Beyond The Lecture — Fighting The Learning Wars

If you’re involved in the process of trying to move information from your head into other heads (aka “learning” or “teaching” or “training” or “edumacating”) you probably began with the simplest form –

lecture1972the lecture. Open mouth, spew words, hope recipient can hear and understand and process and retain information. You used this model because for twelve years (or more) that’s the way you were taught in formal education.

And learners like lectures. They’re passive, and don’t require much. It’s easy to zone out, thinking about the weekend and having some fun. There’s little risk of looking stupid, or giving a wrong answer. Somebody else is driving, and you’re just along for the ride. All you have to do is keep your eyes open, avoid drooling, and ask a few easy softball questions at the end.

“So tell me, Professor Canhardly, since you wrote the text we’re using does that mean that you’d heartily endorse all the concepts and theories therein?”
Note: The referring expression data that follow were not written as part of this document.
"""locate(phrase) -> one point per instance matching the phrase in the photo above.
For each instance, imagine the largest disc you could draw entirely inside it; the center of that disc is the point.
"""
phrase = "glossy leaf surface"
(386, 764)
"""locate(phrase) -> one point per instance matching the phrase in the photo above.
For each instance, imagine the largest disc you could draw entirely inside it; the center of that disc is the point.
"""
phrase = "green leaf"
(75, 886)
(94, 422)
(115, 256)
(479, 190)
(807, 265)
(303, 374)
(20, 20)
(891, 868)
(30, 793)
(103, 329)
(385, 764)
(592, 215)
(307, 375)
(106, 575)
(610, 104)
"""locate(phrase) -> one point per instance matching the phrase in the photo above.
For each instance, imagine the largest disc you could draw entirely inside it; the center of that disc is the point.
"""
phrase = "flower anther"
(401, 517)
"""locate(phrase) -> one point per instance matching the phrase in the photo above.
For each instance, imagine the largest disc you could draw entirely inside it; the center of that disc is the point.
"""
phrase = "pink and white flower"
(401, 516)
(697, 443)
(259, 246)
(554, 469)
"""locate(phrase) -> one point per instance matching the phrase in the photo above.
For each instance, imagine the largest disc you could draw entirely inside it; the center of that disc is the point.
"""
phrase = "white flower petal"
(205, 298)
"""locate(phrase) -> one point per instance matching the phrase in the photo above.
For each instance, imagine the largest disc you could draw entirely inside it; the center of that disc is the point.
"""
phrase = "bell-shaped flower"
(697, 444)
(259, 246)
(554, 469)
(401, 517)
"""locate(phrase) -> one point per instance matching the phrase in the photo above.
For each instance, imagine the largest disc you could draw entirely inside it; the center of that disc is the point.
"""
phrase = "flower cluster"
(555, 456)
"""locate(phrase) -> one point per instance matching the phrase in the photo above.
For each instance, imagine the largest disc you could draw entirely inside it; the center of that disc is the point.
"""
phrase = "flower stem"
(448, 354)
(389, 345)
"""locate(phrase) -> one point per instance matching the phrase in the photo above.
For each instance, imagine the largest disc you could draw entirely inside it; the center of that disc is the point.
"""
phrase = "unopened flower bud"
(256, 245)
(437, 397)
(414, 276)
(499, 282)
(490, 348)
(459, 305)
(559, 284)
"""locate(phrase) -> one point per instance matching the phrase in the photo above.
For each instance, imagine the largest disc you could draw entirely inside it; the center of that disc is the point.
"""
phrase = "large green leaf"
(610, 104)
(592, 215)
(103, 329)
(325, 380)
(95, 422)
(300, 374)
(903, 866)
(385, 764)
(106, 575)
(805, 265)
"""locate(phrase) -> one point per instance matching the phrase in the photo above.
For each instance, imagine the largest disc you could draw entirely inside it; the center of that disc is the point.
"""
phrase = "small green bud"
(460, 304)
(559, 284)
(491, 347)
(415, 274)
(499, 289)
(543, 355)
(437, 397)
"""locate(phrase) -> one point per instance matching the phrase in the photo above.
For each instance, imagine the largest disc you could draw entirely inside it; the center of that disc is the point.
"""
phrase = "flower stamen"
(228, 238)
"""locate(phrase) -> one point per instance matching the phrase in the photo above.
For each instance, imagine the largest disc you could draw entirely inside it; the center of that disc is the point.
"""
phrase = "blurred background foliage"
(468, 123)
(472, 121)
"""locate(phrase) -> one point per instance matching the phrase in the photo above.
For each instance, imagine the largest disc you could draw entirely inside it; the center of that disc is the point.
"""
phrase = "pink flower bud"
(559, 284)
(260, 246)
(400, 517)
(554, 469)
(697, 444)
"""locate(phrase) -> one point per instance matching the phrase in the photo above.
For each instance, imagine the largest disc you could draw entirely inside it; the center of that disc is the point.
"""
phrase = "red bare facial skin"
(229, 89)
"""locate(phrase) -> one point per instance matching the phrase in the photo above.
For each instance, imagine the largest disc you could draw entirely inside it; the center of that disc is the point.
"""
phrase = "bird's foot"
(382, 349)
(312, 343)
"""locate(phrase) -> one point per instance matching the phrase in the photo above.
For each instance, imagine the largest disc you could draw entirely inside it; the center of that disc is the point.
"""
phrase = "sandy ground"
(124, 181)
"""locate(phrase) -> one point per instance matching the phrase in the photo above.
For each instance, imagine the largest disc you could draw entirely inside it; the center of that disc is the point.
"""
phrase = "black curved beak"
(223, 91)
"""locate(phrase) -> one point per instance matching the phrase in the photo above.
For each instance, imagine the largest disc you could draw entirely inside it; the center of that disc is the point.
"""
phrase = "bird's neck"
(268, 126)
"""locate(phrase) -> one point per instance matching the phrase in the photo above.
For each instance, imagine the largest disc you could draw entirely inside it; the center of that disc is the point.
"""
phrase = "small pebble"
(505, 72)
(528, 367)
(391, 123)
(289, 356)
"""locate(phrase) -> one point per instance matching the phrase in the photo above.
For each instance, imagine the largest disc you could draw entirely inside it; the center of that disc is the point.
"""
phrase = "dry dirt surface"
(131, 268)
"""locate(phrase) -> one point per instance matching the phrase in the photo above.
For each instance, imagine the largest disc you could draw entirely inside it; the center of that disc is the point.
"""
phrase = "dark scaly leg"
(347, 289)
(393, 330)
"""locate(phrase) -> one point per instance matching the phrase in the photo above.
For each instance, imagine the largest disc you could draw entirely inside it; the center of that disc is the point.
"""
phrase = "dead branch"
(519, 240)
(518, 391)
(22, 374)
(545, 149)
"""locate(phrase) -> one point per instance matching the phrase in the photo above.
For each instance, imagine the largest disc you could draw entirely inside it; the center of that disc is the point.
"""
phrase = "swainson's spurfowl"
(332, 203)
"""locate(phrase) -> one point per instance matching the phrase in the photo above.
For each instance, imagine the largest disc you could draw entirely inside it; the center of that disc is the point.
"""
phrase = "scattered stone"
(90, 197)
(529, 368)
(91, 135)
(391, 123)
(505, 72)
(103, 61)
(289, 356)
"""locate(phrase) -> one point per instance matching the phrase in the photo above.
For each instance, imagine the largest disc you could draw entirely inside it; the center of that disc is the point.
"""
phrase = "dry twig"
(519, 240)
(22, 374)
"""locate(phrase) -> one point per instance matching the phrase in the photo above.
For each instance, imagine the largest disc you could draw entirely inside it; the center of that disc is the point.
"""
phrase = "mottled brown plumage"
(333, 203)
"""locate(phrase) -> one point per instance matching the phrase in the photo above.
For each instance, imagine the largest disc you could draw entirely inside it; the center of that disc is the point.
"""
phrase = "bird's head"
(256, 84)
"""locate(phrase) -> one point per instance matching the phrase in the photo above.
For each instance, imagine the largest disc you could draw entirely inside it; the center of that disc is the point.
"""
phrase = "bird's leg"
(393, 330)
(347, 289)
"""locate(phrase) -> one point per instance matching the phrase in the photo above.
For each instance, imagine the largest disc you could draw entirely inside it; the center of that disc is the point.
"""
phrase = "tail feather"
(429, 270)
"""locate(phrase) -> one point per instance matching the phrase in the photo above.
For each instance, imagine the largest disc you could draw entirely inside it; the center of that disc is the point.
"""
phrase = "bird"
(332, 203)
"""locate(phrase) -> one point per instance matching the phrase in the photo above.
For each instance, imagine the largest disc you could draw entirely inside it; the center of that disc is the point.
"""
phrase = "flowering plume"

Speaking as a presenter, we like lectures too! You all have to look at us up here in the front of the room, and pretend that what we’re saying is important. We get to decide what’s important, and what’s not. We get to make the lame jokes, and you have to pretend to laugh. And if you ask a difficult question, we get to deflect it or claim that it’s outside the bounds of our subject for today.

So — What’s The Problem?

The problem is (you just KNEW there was going to be a problem here, didn’t you?) that lectures aren’t very effective at long-term transfer of information from one humanoid to another. They’re pretty good if all you want to do is just jam some random facts in a head, take a test, and then forget it forever. Or if you’re just trying to get an evaluation that says “Dr. Neverdidt was really funny and told good stories”.
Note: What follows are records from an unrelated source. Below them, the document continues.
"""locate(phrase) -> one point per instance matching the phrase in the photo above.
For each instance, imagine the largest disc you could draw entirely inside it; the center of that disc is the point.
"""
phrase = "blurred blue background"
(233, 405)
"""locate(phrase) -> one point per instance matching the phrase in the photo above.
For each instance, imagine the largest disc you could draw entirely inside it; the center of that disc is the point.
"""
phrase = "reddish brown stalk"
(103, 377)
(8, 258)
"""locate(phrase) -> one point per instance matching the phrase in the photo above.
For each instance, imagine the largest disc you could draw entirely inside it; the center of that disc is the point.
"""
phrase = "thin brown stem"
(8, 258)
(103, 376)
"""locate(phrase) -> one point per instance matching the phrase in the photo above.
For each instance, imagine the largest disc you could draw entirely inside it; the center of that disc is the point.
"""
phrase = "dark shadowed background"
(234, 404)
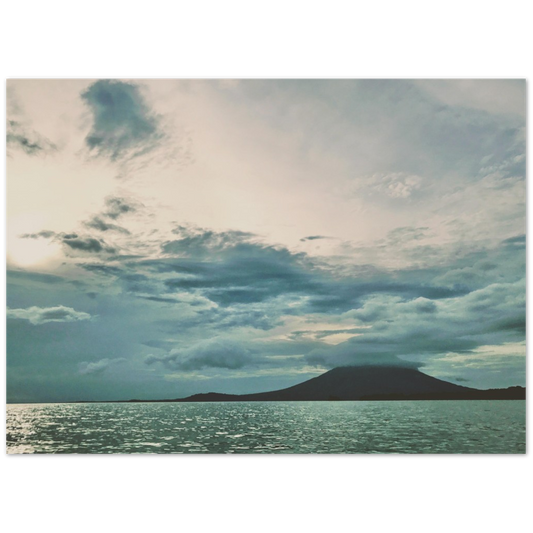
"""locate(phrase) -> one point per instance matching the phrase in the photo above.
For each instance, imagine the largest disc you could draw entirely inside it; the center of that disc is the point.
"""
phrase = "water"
(424, 427)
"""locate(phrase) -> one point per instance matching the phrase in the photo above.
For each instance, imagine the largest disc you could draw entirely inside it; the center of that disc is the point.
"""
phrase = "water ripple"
(273, 427)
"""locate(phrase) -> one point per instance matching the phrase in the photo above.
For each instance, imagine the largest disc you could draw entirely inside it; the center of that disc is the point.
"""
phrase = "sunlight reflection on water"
(268, 427)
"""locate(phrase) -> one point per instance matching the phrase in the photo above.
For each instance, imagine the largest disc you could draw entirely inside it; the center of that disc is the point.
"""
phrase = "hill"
(368, 383)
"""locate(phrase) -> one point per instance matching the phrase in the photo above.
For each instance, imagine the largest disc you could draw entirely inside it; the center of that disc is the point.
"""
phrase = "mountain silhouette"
(367, 383)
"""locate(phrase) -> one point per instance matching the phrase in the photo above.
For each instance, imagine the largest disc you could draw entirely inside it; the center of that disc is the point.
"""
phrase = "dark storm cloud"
(212, 353)
(198, 242)
(123, 123)
(23, 138)
(74, 241)
(38, 315)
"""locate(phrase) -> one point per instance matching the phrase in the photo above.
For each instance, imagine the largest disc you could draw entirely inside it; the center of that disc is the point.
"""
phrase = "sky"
(171, 236)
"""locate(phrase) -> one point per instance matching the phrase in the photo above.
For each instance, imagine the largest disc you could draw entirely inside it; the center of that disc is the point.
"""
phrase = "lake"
(400, 427)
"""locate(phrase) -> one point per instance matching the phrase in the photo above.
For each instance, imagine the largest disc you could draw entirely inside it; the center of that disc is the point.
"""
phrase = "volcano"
(367, 383)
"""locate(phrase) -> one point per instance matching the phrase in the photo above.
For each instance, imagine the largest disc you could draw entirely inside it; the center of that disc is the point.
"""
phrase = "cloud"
(87, 244)
(45, 234)
(117, 206)
(39, 277)
(212, 353)
(23, 138)
(38, 315)
(101, 225)
(98, 367)
(419, 329)
(123, 124)
(313, 238)
(73, 241)
(395, 185)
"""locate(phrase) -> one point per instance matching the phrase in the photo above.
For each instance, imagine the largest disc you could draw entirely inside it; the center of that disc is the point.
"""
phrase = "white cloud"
(494, 95)
(400, 185)
(42, 315)
(98, 367)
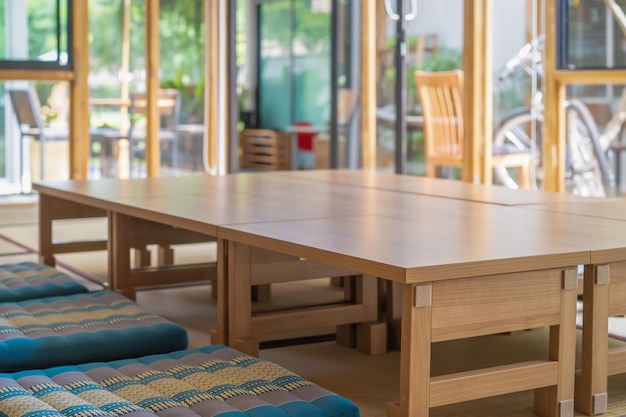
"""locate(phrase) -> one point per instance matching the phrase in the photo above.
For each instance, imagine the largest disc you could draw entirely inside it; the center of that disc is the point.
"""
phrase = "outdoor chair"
(444, 135)
(27, 110)
(168, 103)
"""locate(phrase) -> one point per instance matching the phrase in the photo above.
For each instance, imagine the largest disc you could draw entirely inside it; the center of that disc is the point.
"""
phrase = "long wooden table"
(466, 268)
(604, 295)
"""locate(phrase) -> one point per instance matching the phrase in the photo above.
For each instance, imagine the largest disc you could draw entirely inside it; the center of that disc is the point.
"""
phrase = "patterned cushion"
(209, 381)
(80, 328)
(29, 280)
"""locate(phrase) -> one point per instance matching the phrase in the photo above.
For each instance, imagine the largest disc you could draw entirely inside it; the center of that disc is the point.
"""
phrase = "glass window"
(34, 34)
(294, 63)
(592, 35)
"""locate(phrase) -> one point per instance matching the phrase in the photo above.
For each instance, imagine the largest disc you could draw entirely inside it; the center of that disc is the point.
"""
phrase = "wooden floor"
(370, 381)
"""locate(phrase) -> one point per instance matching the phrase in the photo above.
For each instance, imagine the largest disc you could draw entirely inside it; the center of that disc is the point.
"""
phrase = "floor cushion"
(209, 381)
(29, 280)
(80, 328)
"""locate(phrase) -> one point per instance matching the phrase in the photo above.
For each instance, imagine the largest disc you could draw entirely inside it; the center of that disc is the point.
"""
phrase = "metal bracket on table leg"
(603, 274)
(600, 403)
(423, 295)
(570, 279)
(566, 408)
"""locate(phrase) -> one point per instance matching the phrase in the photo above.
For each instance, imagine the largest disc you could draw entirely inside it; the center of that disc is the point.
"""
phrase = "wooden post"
(368, 84)
(122, 145)
(554, 117)
(79, 140)
(153, 149)
(478, 91)
(217, 98)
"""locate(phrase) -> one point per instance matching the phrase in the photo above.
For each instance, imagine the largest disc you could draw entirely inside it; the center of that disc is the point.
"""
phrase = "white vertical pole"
(16, 47)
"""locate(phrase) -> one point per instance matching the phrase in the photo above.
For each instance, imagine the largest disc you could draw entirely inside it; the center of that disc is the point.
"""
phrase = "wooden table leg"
(120, 231)
(415, 353)
(558, 400)
(46, 255)
(220, 291)
(591, 382)
(240, 299)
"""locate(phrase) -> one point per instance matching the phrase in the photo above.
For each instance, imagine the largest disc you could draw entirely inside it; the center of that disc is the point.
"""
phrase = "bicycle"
(587, 168)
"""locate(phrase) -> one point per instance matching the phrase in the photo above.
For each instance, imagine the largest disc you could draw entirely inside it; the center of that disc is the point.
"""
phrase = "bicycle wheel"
(587, 166)
(519, 132)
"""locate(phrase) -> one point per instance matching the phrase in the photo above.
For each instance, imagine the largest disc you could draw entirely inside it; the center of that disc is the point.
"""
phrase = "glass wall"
(34, 34)
(432, 41)
(294, 63)
(117, 83)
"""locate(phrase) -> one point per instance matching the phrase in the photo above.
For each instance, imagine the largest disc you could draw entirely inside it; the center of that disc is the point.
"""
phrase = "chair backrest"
(27, 108)
(441, 98)
(168, 103)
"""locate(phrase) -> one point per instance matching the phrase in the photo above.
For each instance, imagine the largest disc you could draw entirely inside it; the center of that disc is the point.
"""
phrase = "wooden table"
(466, 268)
(604, 295)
Here’s a simple example — if you’re headed out to the airport today, would you choose the pilot who’s heard a LECTURE on how to fly, or the pilot who’s actually FLOWN before?

Of course you’d want the guy who’d had some time actually doing the task, in addition to hearing someone talk about it.  And, in a nutshell, that’s why lectures really can’t do much more than give you a really nice overview of a topic.  In the learning world, we’ve got a way to measure what level of actual “doing” you’re going to have after we’ve taught you something — it’s called “Bloom’s Taxonomy“.  (A “taxonomy” is just a fancy word for a classification system — like the Dewey Decimal System at the library or the way butchers grade meat at the grocery store.)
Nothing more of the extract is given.